Research shows that Americans are most likely to trust and support someone who exhibits strong listening and inclusion skills. These traits matter even more than charisma. Those sought-after people - the major nodes on the invisible organizational chart that reflects the real centers of influence - are different than the leaders of just a decade ago.
"Many ideas grow better when transplanted into another mind
than in the one where they sprung up."
- Oliver Wendell Holmes, Sr.
In this Age of Engagement, the trait they are most likely to share is the capacity to speak to the sweet spot of mutual interest.
In most conversations they begin, not by talking about themselves but byaddressing the other person’s specific need or opportunity.
Then they move on to describe how there’s a shared interest or way of accomplishing something together that cannot be done alone.
While many experts on leadership such as Warren Bennis and Steve Covey offer valuable ideas on what leadership should look like, two research studies, one by the U.S. Air Force and another from M.I.T. show that people are more likely to seek out and support people who exhibited at least three of seven behavioral traits of what I’ve dubbed the “Synthesizer-Style Leader". Remarkably, these traits mattered more than ethnicity, sex, ethnicity, apparent wealth, physical size, education or even appearance.
“A true leader is not one you look up to because they are the best.
A true leader is one that draws the best out in you.”
~ Anne Warfield
These leaders succeed because they bring out the most productive side of their colleagues. While this new style of most valuable player (MVP) does make her presence felt in her organization, she is much less likely than old-style leaders to take center stage, voice an opinion early in a situation or take charge of projects. Instead she sets a single goal and a goal for each team and each person, leaving it to them to propose the smartest path forward Thus these leaders do not need total quality management programs because they set a goal for and reward self-organized teams.

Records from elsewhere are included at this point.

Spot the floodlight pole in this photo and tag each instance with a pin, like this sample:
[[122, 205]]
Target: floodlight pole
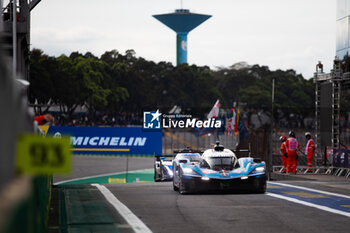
[[272, 126], [14, 39]]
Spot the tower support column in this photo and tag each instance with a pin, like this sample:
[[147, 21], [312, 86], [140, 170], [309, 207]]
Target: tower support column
[[181, 48]]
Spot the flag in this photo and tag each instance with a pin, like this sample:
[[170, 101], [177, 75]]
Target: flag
[[214, 112]]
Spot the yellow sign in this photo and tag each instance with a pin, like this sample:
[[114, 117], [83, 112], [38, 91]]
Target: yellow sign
[[38, 155]]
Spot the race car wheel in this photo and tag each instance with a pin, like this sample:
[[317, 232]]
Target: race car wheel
[[260, 186], [174, 187], [182, 187], [156, 179]]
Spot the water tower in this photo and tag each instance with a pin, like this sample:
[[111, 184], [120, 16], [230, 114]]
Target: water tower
[[182, 22]]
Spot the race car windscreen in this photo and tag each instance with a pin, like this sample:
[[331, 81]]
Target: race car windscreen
[[219, 163], [191, 157]]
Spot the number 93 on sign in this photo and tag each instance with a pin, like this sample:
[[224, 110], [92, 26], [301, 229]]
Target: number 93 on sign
[[38, 155]]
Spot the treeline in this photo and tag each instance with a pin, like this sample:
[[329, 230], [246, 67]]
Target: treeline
[[115, 83]]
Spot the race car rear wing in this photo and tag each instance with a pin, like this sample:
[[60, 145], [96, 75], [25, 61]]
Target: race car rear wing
[[158, 157]]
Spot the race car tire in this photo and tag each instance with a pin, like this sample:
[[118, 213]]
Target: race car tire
[[182, 188], [260, 186], [155, 176], [174, 187]]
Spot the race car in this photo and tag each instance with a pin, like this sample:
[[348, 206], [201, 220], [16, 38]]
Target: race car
[[163, 168], [218, 169]]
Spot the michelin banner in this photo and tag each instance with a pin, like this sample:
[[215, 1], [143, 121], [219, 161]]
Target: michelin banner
[[109, 140], [341, 158]]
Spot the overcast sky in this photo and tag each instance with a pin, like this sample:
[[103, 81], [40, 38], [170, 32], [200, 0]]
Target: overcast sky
[[281, 34]]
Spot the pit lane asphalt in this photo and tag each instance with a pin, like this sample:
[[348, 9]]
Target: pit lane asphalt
[[164, 210]]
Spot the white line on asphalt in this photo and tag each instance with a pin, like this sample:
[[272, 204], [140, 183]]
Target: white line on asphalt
[[96, 176], [309, 189], [137, 225], [325, 208]]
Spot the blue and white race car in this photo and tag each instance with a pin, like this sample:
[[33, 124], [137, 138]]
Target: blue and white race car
[[163, 168], [218, 169]]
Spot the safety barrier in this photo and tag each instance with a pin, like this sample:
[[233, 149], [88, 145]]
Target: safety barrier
[[334, 171], [30, 213]]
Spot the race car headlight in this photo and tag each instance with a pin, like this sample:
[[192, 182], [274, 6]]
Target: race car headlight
[[170, 172], [188, 170], [260, 169]]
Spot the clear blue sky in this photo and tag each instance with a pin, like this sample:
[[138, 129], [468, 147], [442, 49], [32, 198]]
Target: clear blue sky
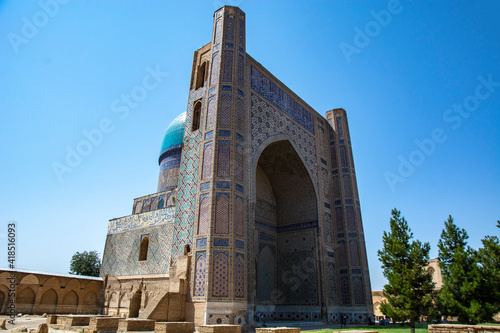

“All value resides in individuals.
Value is distributed in individual space.
Relationship economics is the framework for wealth creation.
Deep support is the new metaproduct.”
~ Shoshanna Zuboff
The Synthesizer-Style Leaders' behavioral traits are described here as rules to work by. Often, I find them difficult to follow yet not as arduous as ignoring them:
1. "Go slow to go fast"
At the beginning of every task or interaction, do everything lower, slower less - in moving and speaking - so that you get "in sync" and can then establish a common direction and involvement so that when you pick up speed later on, everybody is eager to be on board.
2. Create the Common Vision
Vividly characterize the direct benefit to the listener up front, for providing support, even if it is a part of his job anyway. Then characterize how the expected support directly relates to one of the top goals of your organization, the upside and down side of doing the work.
3. Play Straight
Announce the rules upfront - penalities and rewards for participation in a team activity or project or job - and don't change them mid-stream without a compelling reason.
4. Play it Back
Seek and reward candid feedback on an ongoing basis, and respond specifically and soon to what you’ve been told, including the rational about the action you will or will not take, based upon that feedback.
5. Synthesize the Best
Listen, ask, ask more, then synthesize others' ideas as a way of proposing new action.
6. Give Third Party Endorsements
Offer specific, genuine praise for others' contributions from anywhere in the company; praise them to those who are important to them and in ways that reflect their highest self-image and values.
7. Walk Your Talk
Demonstrate a congruency in all that you do; make and keep agreements; reflect a clear set of core personal values that people can trust you'll keep, regardless of whether they share those values.
“In everybody’s life, at some time, our inner fire goes out.
It is then burst into flame by an encounter with another human being.
We should all be thankful for those people who rekindle the inner fire.”